少しずつ事実を知っていく中で、生まれる問いも増えていった。
「東日本大震災に終わりはあるのか?」「家族を失ってしまった人は、今どのような思いで生きているのだろうか?」「本当に生活が元に戻るとは何なのか?」「そもそもそんな時は訪れるのだろうか?」
問いが生まれるというのは、興味を持っている証だと私は思う。
その問い達は、考えきれず、今もまだ宙を彷徨っている。でも、そこで問いを放棄するのではなく、考え続けたい。まずは現実を知ること、それを考えること、そして自分ごとにしていくことが、大切なのだと知ったから。
問い続けるということが身近になるといいな、問い続けて考え続けてほしいというりんちゃんの願いを、子どもたちは受け取っていたように思う。
りんちゃんからは、どう見えていただろう。
9年生のアウトプットやその発表では坪倉さんの話を引用している子たちが多くいた。脳内に繰り返しそのことがよぎってくるとか、引用できるということは、考え続けている人ができること。
答えを出すことだけというよりは、考えようとする人を育てたい。考えもしないで答えを探していると、朗らかになれない。頭じゃなくて身体が自然と考えちゃってた、という人になっていけるといいよね。
では、りんちゃん個人の探究テーマ「国語科の単元学習と探究がどこでどう重なって、どこでどう違うのか?」という問いは、その後どう変化したのだろう。
最初に問いを立てたことによって、実践の度に「どう違うんだ?」と問い続けていました。問いを立ててよかったなって思います。でも結局はその違いを明確にするというより「風越という場所でこそできる国語科の授業はどんなものだろうか?」という問いに変わりました。
風越学園が「つくる」ことを大事にしていることともつながっていると思うんだけど、風越の子どもたちの姿の一つとして、発想の自由度が高いなと思う。そして「私」という存在に対する自覚度が、年年高くなってきている。つまり、学びをつくっていく上で「私」という存在がすごく大事な概念としてあるということに気づいている感じがしています。
国語科に限らず、話す・聞く・話し合うという場がとっても豊かで、他者の声を聞く機会がすごく多いという環境の中で、子どもたちは学んでいる。
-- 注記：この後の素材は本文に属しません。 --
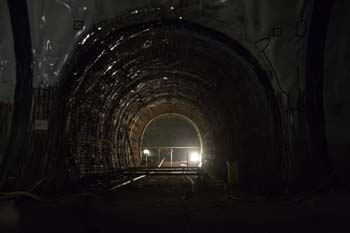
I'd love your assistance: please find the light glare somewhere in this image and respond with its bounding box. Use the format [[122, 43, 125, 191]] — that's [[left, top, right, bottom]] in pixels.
[[190, 151, 200, 162]]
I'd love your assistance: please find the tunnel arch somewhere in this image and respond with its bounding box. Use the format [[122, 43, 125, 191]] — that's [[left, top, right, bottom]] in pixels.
[[61, 12, 284, 191]]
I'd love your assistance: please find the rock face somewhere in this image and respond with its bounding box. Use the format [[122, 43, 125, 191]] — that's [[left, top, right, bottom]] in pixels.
[[0, 0, 350, 193]]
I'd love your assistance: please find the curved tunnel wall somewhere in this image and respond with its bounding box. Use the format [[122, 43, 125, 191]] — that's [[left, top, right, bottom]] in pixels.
[[62, 14, 284, 191]]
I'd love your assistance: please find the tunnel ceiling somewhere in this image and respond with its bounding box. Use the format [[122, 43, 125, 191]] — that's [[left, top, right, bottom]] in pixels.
[[62, 19, 286, 193]]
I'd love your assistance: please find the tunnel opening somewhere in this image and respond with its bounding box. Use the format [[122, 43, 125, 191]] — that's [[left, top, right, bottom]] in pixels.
[[62, 15, 285, 192], [140, 113, 203, 167]]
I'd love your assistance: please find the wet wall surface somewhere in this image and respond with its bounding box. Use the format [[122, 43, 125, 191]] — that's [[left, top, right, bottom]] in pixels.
[[0, 0, 348, 193]]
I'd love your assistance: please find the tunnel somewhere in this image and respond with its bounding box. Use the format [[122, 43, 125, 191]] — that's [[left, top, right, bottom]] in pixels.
[[60, 16, 285, 195]]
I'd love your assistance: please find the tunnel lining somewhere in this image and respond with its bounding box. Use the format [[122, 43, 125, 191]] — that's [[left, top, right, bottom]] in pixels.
[[62, 15, 283, 193]]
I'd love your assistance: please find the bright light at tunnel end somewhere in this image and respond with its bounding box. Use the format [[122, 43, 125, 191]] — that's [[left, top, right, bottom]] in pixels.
[[190, 151, 201, 162], [143, 149, 151, 156]]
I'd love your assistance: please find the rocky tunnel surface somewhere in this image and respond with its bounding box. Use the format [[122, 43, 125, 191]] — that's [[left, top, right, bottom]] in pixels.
[[61, 16, 285, 192]]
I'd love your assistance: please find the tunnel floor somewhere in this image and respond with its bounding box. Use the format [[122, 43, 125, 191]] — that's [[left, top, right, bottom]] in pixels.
[[0, 177, 350, 233]]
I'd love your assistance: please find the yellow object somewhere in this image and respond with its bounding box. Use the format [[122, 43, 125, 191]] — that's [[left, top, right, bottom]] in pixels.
[[227, 162, 239, 187]]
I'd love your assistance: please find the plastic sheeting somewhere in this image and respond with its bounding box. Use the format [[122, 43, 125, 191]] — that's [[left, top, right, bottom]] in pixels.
[[0, 0, 16, 103], [0, 0, 320, 193], [21, 0, 312, 90]]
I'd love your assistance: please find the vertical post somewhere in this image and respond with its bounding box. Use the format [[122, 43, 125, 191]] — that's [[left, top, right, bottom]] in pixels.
[[187, 151, 188, 170], [145, 154, 148, 167], [158, 149, 160, 163], [170, 148, 173, 167]]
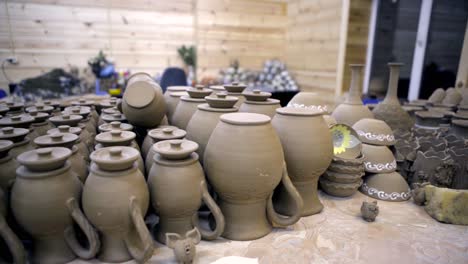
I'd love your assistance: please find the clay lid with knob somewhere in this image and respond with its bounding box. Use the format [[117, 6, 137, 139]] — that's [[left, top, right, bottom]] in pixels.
[[148, 126, 187, 141], [187, 85, 213, 98], [224, 82, 247, 93], [34, 133, 78, 149], [90, 147, 140, 171], [205, 92, 239, 108], [96, 130, 136, 147], [16, 147, 72, 172], [99, 121, 133, 132], [153, 139, 198, 160]]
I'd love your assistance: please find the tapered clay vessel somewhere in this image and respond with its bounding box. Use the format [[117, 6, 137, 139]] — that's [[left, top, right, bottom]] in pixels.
[[148, 140, 224, 244], [122, 72, 166, 127], [332, 64, 374, 126], [203, 113, 303, 240], [372, 63, 414, 130], [83, 147, 154, 263], [271, 107, 333, 216], [187, 93, 238, 163], [11, 147, 100, 264]]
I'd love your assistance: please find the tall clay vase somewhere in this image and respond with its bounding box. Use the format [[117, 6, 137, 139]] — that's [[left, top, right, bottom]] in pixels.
[[122, 72, 166, 128], [271, 107, 333, 216], [372, 62, 414, 130], [82, 147, 154, 263], [332, 64, 374, 126], [11, 147, 100, 264], [148, 140, 224, 244], [203, 113, 303, 240]]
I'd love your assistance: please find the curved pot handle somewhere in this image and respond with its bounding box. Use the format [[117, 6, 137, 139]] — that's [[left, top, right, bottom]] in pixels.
[[267, 162, 304, 226], [0, 215, 26, 264], [125, 196, 154, 263], [193, 180, 226, 240], [64, 198, 101, 259]]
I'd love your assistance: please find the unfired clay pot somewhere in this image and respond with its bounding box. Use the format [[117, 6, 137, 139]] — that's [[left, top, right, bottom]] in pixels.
[[122, 72, 166, 127], [148, 140, 224, 243], [83, 147, 154, 263], [11, 147, 100, 264], [239, 90, 281, 118], [203, 113, 303, 240], [332, 64, 374, 127], [271, 107, 333, 216]]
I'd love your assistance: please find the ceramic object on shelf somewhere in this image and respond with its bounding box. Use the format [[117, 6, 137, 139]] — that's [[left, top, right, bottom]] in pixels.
[[11, 147, 100, 264], [82, 147, 154, 263], [187, 93, 238, 164], [239, 90, 281, 118], [203, 113, 303, 240], [148, 139, 224, 244], [271, 107, 333, 216], [122, 72, 166, 128], [372, 62, 414, 130], [332, 64, 374, 127]]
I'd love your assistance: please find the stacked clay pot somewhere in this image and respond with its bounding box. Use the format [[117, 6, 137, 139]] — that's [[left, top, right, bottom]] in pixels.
[[11, 147, 99, 264], [353, 119, 411, 202], [148, 140, 224, 244], [203, 113, 303, 240]]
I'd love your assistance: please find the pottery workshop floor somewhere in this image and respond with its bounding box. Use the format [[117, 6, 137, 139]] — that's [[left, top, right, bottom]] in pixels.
[[70, 193, 468, 264]]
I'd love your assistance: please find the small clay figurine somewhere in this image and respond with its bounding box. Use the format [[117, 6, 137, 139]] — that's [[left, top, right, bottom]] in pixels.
[[361, 200, 379, 222], [166, 228, 201, 264]]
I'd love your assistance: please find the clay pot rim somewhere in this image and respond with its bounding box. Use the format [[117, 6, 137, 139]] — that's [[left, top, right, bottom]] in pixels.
[[219, 112, 271, 126]]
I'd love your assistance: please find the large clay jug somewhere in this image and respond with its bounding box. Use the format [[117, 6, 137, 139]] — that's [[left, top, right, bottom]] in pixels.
[[122, 72, 166, 128], [332, 64, 374, 127], [148, 140, 224, 244], [83, 147, 154, 263], [11, 147, 99, 264], [187, 93, 238, 164], [0, 188, 26, 264], [271, 107, 333, 216], [203, 113, 303, 240], [372, 62, 414, 130]]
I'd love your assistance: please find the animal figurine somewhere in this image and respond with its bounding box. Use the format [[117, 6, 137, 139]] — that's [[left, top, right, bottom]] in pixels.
[[166, 227, 201, 264], [361, 200, 379, 222]]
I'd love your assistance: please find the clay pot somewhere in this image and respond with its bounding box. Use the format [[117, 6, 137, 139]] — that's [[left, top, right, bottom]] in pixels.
[[332, 64, 374, 126], [203, 113, 303, 240], [82, 147, 154, 263], [122, 73, 166, 128], [187, 93, 238, 163], [148, 140, 224, 244], [271, 107, 333, 216], [145, 127, 187, 174], [11, 147, 99, 264], [239, 90, 281, 118]]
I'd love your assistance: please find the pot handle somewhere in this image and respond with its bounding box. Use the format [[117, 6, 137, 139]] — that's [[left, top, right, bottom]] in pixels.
[[193, 180, 226, 240], [64, 198, 101, 259], [125, 196, 154, 263], [0, 215, 26, 264], [267, 162, 304, 226]]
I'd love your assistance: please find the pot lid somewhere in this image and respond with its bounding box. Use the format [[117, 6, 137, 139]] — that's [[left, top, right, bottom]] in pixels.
[[148, 127, 187, 141], [47, 125, 81, 135], [16, 147, 72, 171], [49, 114, 83, 127], [90, 147, 140, 171], [34, 133, 78, 149], [96, 130, 136, 146], [187, 85, 213, 98], [224, 82, 247, 93], [243, 89, 271, 101], [153, 139, 198, 160], [205, 92, 239, 108], [0, 127, 29, 142], [99, 121, 133, 132], [219, 113, 271, 126]]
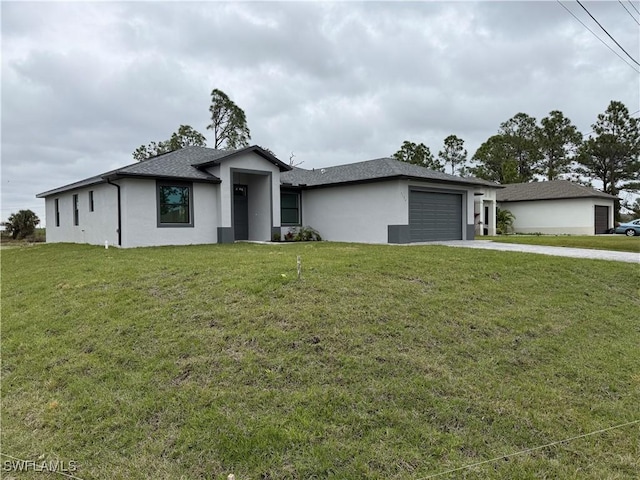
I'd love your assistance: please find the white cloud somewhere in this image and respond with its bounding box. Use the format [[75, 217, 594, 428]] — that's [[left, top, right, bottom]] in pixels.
[[1, 2, 640, 218]]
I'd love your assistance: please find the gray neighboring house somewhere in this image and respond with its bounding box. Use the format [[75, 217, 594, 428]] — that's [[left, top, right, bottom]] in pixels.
[[37, 146, 500, 247], [497, 180, 616, 235]]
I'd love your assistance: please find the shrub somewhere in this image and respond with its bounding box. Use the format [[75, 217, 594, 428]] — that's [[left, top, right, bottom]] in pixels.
[[496, 208, 516, 235], [2, 210, 40, 240], [284, 226, 322, 242]]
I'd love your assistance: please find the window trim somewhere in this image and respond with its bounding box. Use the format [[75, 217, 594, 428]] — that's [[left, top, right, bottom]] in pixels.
[[53, 198, 60, 227], [156, 180, 194, 228], [73, 193, 80, 226], [280, 190, 302, 227]]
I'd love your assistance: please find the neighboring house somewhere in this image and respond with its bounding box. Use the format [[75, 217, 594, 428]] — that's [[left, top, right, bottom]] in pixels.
[[37, 146, 499, 247], [497, 180, 616, 235]]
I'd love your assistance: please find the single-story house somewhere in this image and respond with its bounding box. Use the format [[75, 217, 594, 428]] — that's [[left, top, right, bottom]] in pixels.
[[37, 146, 499, 247], [496, 180, 616, 235]]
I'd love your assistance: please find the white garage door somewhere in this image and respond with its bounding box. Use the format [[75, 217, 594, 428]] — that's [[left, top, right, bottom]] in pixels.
[[409, 190, 462, 242]]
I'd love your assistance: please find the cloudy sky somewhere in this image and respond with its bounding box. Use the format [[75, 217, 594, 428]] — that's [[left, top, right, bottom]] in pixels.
[[0, 0, 640, 220]]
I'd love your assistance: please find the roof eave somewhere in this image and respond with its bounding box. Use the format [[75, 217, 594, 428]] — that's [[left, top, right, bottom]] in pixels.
[[287, 174, 503, 190], [191, 145, 293, 172], [36, 177, 105, 198], [102, 172, 222, 183]]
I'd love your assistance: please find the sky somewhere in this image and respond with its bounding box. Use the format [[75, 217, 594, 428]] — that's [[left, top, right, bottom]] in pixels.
[[0, 0, 640, 220]]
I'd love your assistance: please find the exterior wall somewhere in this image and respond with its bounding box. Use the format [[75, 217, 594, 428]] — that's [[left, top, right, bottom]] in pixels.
[[233, 169, 280, 241], [298, 180, 409, 243], [296, 180, 474, 243], [45, 183, 118, 245], [498, 198, 613, 235], [118, 178, 220, 247], [207, 152, 280, 232], [474, 188, 496, 236]]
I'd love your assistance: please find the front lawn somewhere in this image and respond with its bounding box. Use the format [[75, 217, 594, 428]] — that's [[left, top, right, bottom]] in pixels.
[[0, 246, 640, 480], [476, 235, 640, 253]]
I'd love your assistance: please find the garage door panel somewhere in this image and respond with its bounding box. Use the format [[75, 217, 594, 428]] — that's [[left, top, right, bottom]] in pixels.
[[409, 190, 462, 242]]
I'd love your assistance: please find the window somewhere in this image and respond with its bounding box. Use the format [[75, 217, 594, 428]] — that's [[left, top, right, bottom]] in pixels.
[[73, 194, 80, 225], [54, 198, 60, 227], [280, 192, 300, 225], [158, 183, 193, 227]]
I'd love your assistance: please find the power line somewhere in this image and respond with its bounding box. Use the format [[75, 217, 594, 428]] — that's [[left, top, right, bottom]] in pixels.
[[576, 0, 640, 66], [618, 0, 640, 25], [556, 0, 640, 73], [418, 420, 640, 480]]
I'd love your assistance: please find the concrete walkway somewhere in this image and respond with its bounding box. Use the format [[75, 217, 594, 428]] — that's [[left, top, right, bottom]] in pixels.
[[424, 240, 640, 263]]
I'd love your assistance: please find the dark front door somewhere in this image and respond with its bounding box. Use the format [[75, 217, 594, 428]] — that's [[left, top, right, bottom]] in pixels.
[[594, 205, 609, 235], [233, 185, 249, 240]]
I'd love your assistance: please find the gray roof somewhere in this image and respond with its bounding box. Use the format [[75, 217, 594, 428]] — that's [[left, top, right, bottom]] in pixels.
[[280, 158, 500, 188], [496, 180, 616, 202], [36, 146, 291, 198]]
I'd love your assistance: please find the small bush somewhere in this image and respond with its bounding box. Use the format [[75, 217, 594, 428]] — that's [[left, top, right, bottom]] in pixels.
[[284, 226, 322, 242]]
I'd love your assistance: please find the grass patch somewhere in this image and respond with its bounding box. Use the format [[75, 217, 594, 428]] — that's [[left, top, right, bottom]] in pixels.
[[1, 243, 640, 480], [476, 235, 640, 253]]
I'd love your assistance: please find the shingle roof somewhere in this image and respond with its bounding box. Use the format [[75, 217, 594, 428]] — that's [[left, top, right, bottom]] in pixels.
[[280, 158, 499, 188], [36, 146, 290, 198], [496, 180, 616, 202]]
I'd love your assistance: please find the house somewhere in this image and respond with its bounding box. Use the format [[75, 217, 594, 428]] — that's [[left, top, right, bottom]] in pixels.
[[497, 180, 616, 235], [37, 146, 498, 247]]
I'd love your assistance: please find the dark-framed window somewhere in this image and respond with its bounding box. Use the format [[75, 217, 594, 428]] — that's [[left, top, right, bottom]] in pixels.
[[73, 194, 80, 225], [157, 182, 193, 227], [280, 191, 300, 225], [53, 198, 60, 227]]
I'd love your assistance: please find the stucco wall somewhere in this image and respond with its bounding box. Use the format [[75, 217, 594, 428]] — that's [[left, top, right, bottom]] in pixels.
[[298, 180, 474, 243], [207, 152, 280, 231], [118, 178, 220, 247], [498, 198, 613, 235], [296, 181, 409, 243], [233, 172, 273, 241], [45, 183, 118, 245]]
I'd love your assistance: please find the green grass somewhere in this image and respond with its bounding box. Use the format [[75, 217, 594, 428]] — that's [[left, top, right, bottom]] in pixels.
[[476, 235, 640, 253], [1, 243, 640, 480]]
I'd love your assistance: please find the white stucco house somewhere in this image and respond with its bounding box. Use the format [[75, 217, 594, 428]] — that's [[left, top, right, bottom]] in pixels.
[[37, 146, 499, 247], [496, 180, 616, 235]]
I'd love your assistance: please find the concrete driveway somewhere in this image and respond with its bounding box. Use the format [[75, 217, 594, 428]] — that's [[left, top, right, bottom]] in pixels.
[[424, 240, 640, 263]]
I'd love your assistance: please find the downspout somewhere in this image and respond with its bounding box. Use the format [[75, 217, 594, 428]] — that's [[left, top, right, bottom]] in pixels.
[[106, 178, 122, 247]]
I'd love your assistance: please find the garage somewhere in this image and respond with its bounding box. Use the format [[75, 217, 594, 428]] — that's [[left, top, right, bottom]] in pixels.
[[594, 205, 609, 235], [409, 190, 463, 242]]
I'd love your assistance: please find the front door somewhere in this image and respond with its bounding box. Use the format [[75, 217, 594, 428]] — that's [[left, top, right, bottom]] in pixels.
[[233, 185, 249, 240]]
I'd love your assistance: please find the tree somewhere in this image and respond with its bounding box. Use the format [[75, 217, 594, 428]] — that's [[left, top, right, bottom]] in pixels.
[[469, 135, 520, 184], [2, 210, 40, 240], [577, 101, 640, 220], [499, 113, 542, 183], [438, 135, 467, 175], [470, 113, 542, 183], [133, 125, 207, 162], [392, 140, 444, 172], [207, 89, 251, 150], [538, 110, 582, 181]]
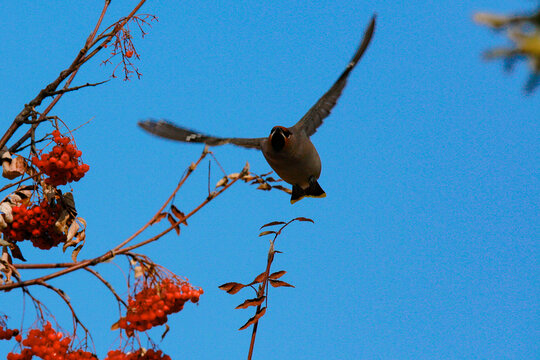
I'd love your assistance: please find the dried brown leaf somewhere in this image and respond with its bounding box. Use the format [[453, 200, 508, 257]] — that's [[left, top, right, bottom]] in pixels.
[[216, 176, 229, 187], [66, 221, 81, 243], [257, 183, 272, 191], [161, 324, 171, 341], [272, 185, 292, 195], [133, 265, 144, 279], [9, 243, 26, 261], [251, 271, 266, 284], [270, 279, 294, 287], [0, 201, 13, 223], [259, 221, 286, 230], [219, 282, 247, 295], [167, 214, 180, 235], [71, 243, 84, 262], [0, 214, 7, 230], [54, 209, 73, 234], [268, 270, 287, 280], [171, 205, 187, 226], [235, 296, 266, 309], [62, 192, 77, 217], [150, 213, 167, 225], [238, 307, 266, 330]]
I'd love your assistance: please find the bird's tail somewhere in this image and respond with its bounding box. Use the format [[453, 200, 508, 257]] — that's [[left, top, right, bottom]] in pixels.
[[291, 180, 326, 204]]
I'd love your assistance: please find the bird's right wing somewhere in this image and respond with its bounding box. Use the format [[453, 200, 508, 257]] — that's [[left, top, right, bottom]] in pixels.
[[139, 119, 264, 149], [292, 15, 376, 136]]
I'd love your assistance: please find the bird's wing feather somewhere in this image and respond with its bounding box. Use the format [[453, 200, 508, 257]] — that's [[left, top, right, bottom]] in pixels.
[[139, 119, 263, 149], [292, 15, 376, 136]]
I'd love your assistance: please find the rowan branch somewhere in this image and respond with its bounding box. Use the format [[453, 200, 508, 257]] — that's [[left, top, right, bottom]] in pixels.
[[49, 80, 109, 96], [84, 267, 128, 308], [5, 159, 249, 291]]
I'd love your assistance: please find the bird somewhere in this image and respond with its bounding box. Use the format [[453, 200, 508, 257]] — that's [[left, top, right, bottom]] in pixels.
[[138, 14, 376, 204]]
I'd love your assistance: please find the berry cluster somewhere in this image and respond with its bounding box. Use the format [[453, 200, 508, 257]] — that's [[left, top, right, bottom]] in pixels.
[[0, 325, 19, 340], [32, 130, 90, 186], [3, 200, 66, 250], [7, 322, 97, 360], [105, 349, 171, 360], [118, 279, 203, 336]]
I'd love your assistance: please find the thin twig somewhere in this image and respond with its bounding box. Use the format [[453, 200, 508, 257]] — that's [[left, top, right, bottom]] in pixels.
[[113, 146, 208, 251], [7, 160, 248, 291], [49, 79, 110, 96], [84, 267, 128, 308]]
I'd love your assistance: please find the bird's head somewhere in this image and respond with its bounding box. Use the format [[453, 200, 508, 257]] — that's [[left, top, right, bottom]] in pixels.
[[268, 126, 291, 151]]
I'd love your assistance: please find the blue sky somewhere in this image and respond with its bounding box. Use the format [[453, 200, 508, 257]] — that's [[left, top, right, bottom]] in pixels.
[[0, 1, 540, 359]]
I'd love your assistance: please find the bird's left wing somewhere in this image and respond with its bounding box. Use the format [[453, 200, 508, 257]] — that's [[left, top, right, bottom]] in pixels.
[[139, 119, 264, 149], [292, 15, 376, 136]]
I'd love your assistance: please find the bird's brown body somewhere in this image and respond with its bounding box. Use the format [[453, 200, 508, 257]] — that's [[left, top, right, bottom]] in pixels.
[[139, 16, 375, 203], [261, 127, 321, 190]]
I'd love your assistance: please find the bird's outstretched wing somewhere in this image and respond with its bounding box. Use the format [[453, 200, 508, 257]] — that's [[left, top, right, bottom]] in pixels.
[[292, 15, 376, 136], [139, 119, 263, 149]]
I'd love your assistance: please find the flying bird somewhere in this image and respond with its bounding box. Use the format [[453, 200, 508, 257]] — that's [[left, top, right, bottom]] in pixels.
[[139, 15, 376, 204]]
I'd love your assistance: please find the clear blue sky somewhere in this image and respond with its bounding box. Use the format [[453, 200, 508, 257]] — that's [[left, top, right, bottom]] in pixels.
[[0, 1, 540, 359]]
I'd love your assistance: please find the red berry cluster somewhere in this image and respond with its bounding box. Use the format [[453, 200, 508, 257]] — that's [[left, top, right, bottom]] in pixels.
[[118, 279, 203, 336], [104, 349, 171, 360], [0, 325, 19, 340], [3, 200, 66, 250], [32, 130, 90, 186], [7, 322, 97, 360]]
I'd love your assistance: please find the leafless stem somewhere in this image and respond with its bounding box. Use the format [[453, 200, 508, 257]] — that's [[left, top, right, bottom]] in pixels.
[[49, 80, 109, 96], [84, 267, 128, 308]]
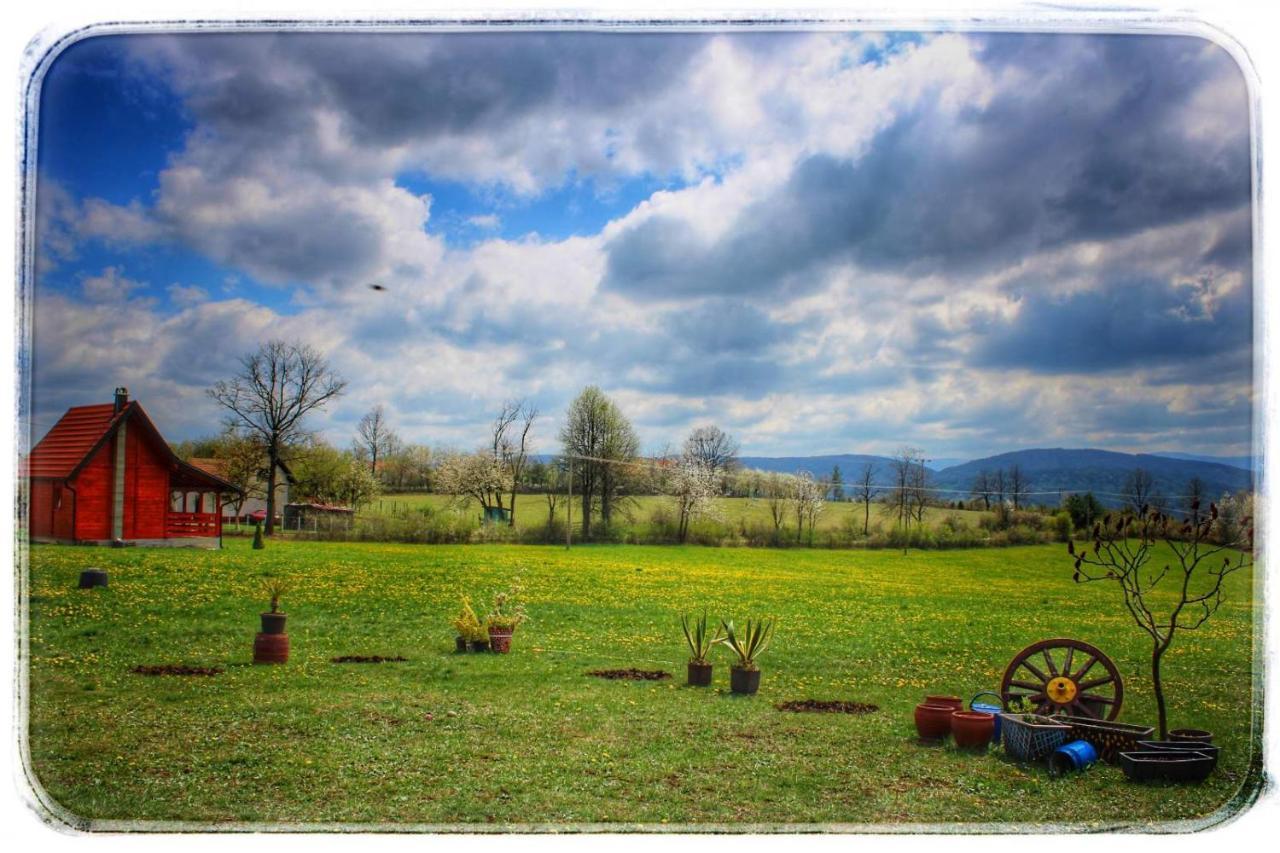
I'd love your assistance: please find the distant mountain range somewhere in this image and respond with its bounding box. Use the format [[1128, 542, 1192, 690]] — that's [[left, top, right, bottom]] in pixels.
[[740, 448, 1253, 505]]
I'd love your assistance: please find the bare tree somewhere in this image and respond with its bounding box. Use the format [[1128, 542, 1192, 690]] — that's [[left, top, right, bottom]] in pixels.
[[969, 469, 995, 510], [493, 400, 538, 526], [892, 447, 928, 528], [854, 462, 876, 537], [1066, 503, 1253, 739], [1183, 476, 1206, 524], [561, 386, 640, 539], [209, 341, 347, 535], [763, 471, 792, 538], [1124, 467, 1158, 515], [356, 403, 399, 476], [1009, 465, 1029, 510], [681, 424, 739, 475]]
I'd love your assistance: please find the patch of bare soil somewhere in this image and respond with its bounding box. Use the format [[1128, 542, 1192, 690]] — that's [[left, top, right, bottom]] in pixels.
[[588, 667, 671, 681], [773, 699, 879, 713], [329, 654, 408, 663], [129, 663, 223, 675]]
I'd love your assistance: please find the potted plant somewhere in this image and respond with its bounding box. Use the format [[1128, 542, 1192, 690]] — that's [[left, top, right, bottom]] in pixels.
[[719, 619, 774, 695], [484, 580, 529, 654], [680, 611, 722, 686], [253, 579, 289, 663], [261, 579, 289, 634], [453, 596, 489, 652]]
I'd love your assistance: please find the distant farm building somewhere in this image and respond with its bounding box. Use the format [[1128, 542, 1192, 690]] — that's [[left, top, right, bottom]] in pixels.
[[23, 388, 238, 548], [189, 456, 297, 524], [284, 503, 356, 530]]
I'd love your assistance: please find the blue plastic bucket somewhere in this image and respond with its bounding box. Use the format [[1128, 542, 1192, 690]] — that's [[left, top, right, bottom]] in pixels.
[[1048, 740, 1098, 776], [969, 690, 1005, 743]]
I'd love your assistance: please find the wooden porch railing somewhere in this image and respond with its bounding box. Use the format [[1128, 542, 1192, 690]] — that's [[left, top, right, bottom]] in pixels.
[[165, 512, 219, 538]]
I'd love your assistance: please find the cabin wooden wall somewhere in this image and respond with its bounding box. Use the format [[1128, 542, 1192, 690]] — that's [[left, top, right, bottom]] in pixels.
[[74, 438, 115, 539], [124, 429, 169, 539]]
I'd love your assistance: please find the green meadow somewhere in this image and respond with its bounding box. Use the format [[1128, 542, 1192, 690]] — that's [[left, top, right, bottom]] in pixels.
[[26, 537, 1261, 830]]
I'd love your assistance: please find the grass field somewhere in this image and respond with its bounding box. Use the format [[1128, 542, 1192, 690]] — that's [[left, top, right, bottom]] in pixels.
[[27, 539, 1261, 829], [362, 492, 988, 533]]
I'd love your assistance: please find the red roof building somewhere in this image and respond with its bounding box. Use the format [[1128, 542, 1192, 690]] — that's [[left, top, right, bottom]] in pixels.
[[23, 388, 238, 548]]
であるならば、国語科の授業の中で、他者の声を聞く機会が意味あることなんだっていうことを言語化したり、自分が他者の声を聞いたことによって何が開かれたのか?、あるいは何が獲得できたのか?ということをちゃんと言葉にする、そういうことが大事なんじゃないかなと思っています。
友だちの話を聞くこと自体が自分の力にもなる、そういう学びに向かっていけるといいなと思っています。
2025年度、7〜9年の土台の学びは異学年をまぜて実施することになった(過去2年間は、学年ごとに分かれて土台の学びを実施)。まざることで起こる学びの可能性を以前からずっと話していたりんちゃんの授業が今年度どんなふうに変化していくのか、私もまた一緒に授業にまざってみたい。